Но идиллия продолжалась недолго! Каким-то невероятным образом Левицкий принялся прибирать к своим рукам всю власть в театре. И вскоре обнаглел настолько, что стал считать свое мнение единственно верным. Поначалу Воронцов пытался осаживать нового худрука. Но после нескольких публичных скандалов и он опустил руки.
Многие считали, что Воронцов, как тактичный человек, просто делает вид на людях, что соглашается с мнением худрука. А затем у себя в кабинете устраивает Левицкому настоящий разгон. Однако Бельцев знал, что это не так. Он видел истинное положение дел на совещаниях руководящего состава театра, куда заместителя Воронцова частенько приглашали со всевозможными докладами.
Собственно говоря, театром монопольно правил директор. Руководящий совет при нем был номинальным органом. В этот совет, кроме самого директора, входили только художественный руководитель и представитель Министерства культуры.
Но если второй мог еще как-то считаться его полноправным членом, поскольку отвечал за репертуар, состав труппы и был обязан заменить директора в случае его болезни, то представитель министерства пользовался лишь правом совещательного голоса и никакой роли в совете не играл. Все его функции сводились к тому, чтобы обеспечить театру мизерные государственные субсидии и налоговые льготы.

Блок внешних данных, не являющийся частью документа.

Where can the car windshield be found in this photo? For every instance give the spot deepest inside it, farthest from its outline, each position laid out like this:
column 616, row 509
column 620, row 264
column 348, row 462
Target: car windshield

На заседаниях совета представитель министерства появлялся редко. Бельцев полагал, что причиной подобной инертности государственного чиновника была личная финансовая заинтересованность в невмешательстве в театральные дела, но доказать этого зам, естественно, не мог.
Такое положение дел в театре существовало до тех пор, пока не появился Левицкий. Он решил изменить существующий порядок правления и отвоевать себе больше полномочий. Воронцов попытался воспротивиться, но тогда Левицкий упомянул о каких-то материалах, о которых не должен забывать директор. И Воронцов сник.
– Представитель министерства первое время на подобные выпады никак не реагировал, а потом и вовсе перестал бывать на советах руководства, – закончил свой рассказ Бельцев. – В чем тут причина, я не знаю. Может быть, Левицкий шантажировал и его. Но, как бы то ни было, перед своей смертью худрук добился того, что его уравняли в правах с директором. И еще неизвестно, куда бы он зашел дальше, если бы не погиб!